Table	Description	Notes
`first_exposures_<experiment_id>`	Deduplicated and stitched (for experiments with ID resolution) first exposure events	Useful for ad-hoc analysis
`exposures_summary_<experiment_id>`	Timeseries of exposures per group for display in Pulse
`unit_day_metrics_<experiment_id>`	User-day level metric aggregations table	Useful for ad-hoc analysis
`unit_covariate_metrics_<experiment_id>`	User-level pre-experiment aggregations for regression adjustment/CUPED
`funnel_events_<experiment_id>`	Staging table for running funnel analysis
`percentile_values_<experiment_id>`	Staging table for running percentile analysis
`distinct_values_<experiment_id>`	Staging table for running count distinct analysis
`windowed_metrics_<experiment_id>`	Staging table for generating running totals when restating Pulse
`ratio_aggregations_<experiment_id>`	Staging table for generating running totals when restating Pulse
`results_<rollup>_<experiment_id>`	Outputs of Statistical Analysis for different rollups (e.g. daily, days-since-exposure, cumulative, 7-day). Exported to Statsig	Pulse inputs - useful for replicating Statistical analysis
`ratio_results_<rollup>_<experiment_id>`	Outputs of Statistical Analysis for ratio metrics in different rollups (e.g. daily, days-since-exposure, cumulative, 7-day). Exported to Statsig	Pulse inputs - useful for replicating Statistical analysis

The high-level relationships and contents of these tables appear in the entity relationship diagram below. Refer to the Main steps diagram above for scheduling details.

Other jobs

Alongside and inside this main flow, Statsig also:

Runs Health Checks and a Summary View for exposures
Calculates top dimensions for dimensional metrics
Calculates funnel steps
Runs CUPED and Winsorization procedures during the group-level summaries to reduce variance and outlier influence
Calculates inputs to the Delta Method to avoid bias on Ratio and Mean metrics

Statsig generates experiment-level tables, making it easy to run follow-up analyses on specific experiments.

Visibility

Select the history icon on your pulse results to see the jobs and IDs Statsig ran for each pulse reload, along with compute time and cost.

This information is also visible in your warehouse's own history and usage management. Having the costs in the console is useful for cross-functional experimentation teams running the analysis.

Exposure export table

Statsig dedupes and records production exposures into the forwarded exposures table configured in your warehouse Data Connection. This table contains each user's first exposure to an experiment. For feature gates, Statsig dedupes and records exposures for partial rollouts (for example, 5% or 50% rollouts, but not 0% or 100% rollouts).

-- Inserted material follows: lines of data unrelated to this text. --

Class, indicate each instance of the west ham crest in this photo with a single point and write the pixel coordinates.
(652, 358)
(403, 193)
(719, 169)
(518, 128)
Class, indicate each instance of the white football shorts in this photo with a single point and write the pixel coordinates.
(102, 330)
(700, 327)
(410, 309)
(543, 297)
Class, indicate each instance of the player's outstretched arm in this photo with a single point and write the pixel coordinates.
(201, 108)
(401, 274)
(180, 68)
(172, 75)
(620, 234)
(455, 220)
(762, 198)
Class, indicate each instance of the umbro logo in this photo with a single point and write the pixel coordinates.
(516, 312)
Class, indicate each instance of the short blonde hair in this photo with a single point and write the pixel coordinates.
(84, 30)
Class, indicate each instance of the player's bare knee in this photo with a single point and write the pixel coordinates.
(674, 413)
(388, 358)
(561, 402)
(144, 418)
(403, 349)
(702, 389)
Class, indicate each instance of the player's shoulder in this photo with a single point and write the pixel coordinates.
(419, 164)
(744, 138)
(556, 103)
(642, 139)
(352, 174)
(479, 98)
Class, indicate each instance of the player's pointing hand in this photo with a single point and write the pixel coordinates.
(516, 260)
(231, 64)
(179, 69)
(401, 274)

Column Name	Data Type	Description
experiment_id	string	The identifier for the gate/experiment
group_id	string	groupID for experiments; ruleID+Pass/Fail for gates
group_name	string	Name of the experiment group (e.g. Control vs Test)
user_id	string	The ID passed in as the Statsig userID
stable_id	string	Statsig Client SDK managed stable device identifier
[your custom ids]	string	One column for every custom unitID you use on Statsig
timestamp	timestamp	Timestamp of the first exposure
user_dimensions	object	Warehouse specific object with all the user dimensions

Statsig populates user_dimensions in the daily deduplicated export. Fast-forwarded exposure rows can omit some fields in this object until the next daily load.

Common fields in user_dimensions

user_dimensions contains user attributes captured alongside the first exposure. The exact shape can vary by SDK and project configuration, but these are some of the most common fields you may see:

Field	Description	Notes
`os`	Normalized operating system name	Canonical OS field on the exposure side.
`os_version`	Operating system version	Derived from SDK metadata or user agent parsing.
`browser_name`	Browser name	Derived from SDK metadata or user agent parsing.
`browser_version`	Browser version	Derived from SDK metadata or user agent parsing.
`device_model`	Device model	Forwarded or inferred when available.
`ip`	IP address	Present when available from the SDK or request context.
`country`	Country	Derived from request context or IP lookup.
`locale`	Locale	Forwarded or inferred when available.
`language`	Language	Forwarded or inferred when available.
`appVersion`	Application version	Forwarded when present on the SDK user object.
`sessionID`	Session identifier	Forwarded when present on the SDK user object.
`appIdentifier`	Application identifier	Forwarded when present on the SDK user object.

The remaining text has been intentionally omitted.